HD. En quoi l’inscription de votre dernier récit, « le Mariage de plaisir », dans le Maroc de la décolonisation est-elle significative ?
Tahar Ben Jelloun. J’ai presque écrit ce roman à l’envers. Je suis parti du constat que depuis 20 ou 25 ans, énormément de Subsahariens arrivent à Tanger soit pour traverser la Méditerranée et aller en Europe, soit pour trouver du travail parce que c’est devenu la deuxième ville industrielle du pays. Du jour au lendemain, j’ai commencé à rencontrer beaucoup de ces Africains au marché, dans les rues. Il y a aussi eu des incidents graves. La mort du Guinéen que je raconte dans le livre est vraie. Il y a eu d’autres incidents racistes classiques du genre : « Sale nègre, que fais-tu ici ? » J’ai voulu ancrer le roman dans l’histoire du Maroc et dénoncer le racisme dont les Noirs sont victimes.

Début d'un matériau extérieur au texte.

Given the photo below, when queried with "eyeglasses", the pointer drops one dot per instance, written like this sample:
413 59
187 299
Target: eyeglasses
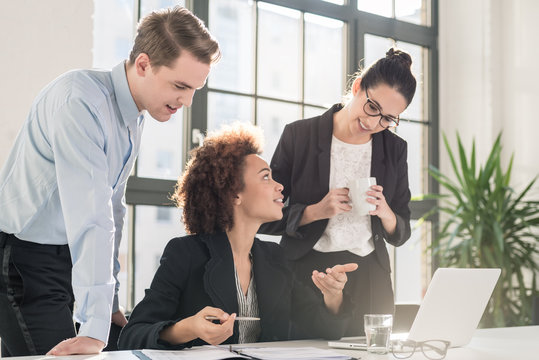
373 109
432 349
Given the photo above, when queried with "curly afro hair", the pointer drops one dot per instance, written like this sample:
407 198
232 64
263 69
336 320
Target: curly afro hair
214 176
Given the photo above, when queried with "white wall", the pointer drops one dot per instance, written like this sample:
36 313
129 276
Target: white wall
40 40
489 77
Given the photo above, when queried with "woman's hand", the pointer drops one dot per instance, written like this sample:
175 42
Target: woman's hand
383 211
335 202
118 317
331 283
77 345
197 326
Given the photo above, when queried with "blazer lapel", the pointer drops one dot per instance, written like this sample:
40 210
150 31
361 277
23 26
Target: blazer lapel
270 279
378 167
325 133
219 281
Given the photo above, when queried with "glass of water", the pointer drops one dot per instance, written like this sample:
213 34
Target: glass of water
378 331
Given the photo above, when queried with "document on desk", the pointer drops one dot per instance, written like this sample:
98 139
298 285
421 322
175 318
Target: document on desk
237 352
203 353
289 353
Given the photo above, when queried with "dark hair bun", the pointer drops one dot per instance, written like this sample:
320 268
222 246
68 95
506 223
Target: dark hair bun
400 56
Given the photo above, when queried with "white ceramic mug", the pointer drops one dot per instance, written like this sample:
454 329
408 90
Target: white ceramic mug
358 193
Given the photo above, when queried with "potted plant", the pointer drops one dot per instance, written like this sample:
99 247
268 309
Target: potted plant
484 222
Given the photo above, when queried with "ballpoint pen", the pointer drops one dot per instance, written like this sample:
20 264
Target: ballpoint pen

Je ne vais pas faire un pamphlet, un article ou un essai polémique. Donc je raconte une histoire.
HD. Le racisme est pluriel dans ce livre. Le hiérarchisez-vous ?
T. B. J. Quand j’ai travaillé sur « le Racisme expliqué à ma fille » (1), j’ai découvert que le raciste n’aime personne. Le racisme est une réaction qui part du tréfonds d’une personne. Elle ne supporte pas que quelqu’un soit différent d’elle ou lui ressemble peut-être trop. Ainsi, la haine du juif, du Noir, de l’Arabe ou du pauvre – une autre sorte de racisme – est partout. Il n’y a pas de hiérarchie. Le raciste a des certitudes. Cela peut commencer par une simple mauvaise humeur, une petite insulte – « sale juif, sale Noir, sale Arabe » –, et se terminer par les chambres à gaz. Heureusement, la société marocaine n’est pas connue pour avoir massacré des Noirs ou des juifs – alors que l’Europe et l’Amérique sont les championnes des génocides et des massacres –, mais il y a quelques éléments racistes comme dans toutes les sociétés du monde. Et le rôle d’un écrivain est d’alerter, de pousser un coup de gueule, de dire voilà ce qui se passe.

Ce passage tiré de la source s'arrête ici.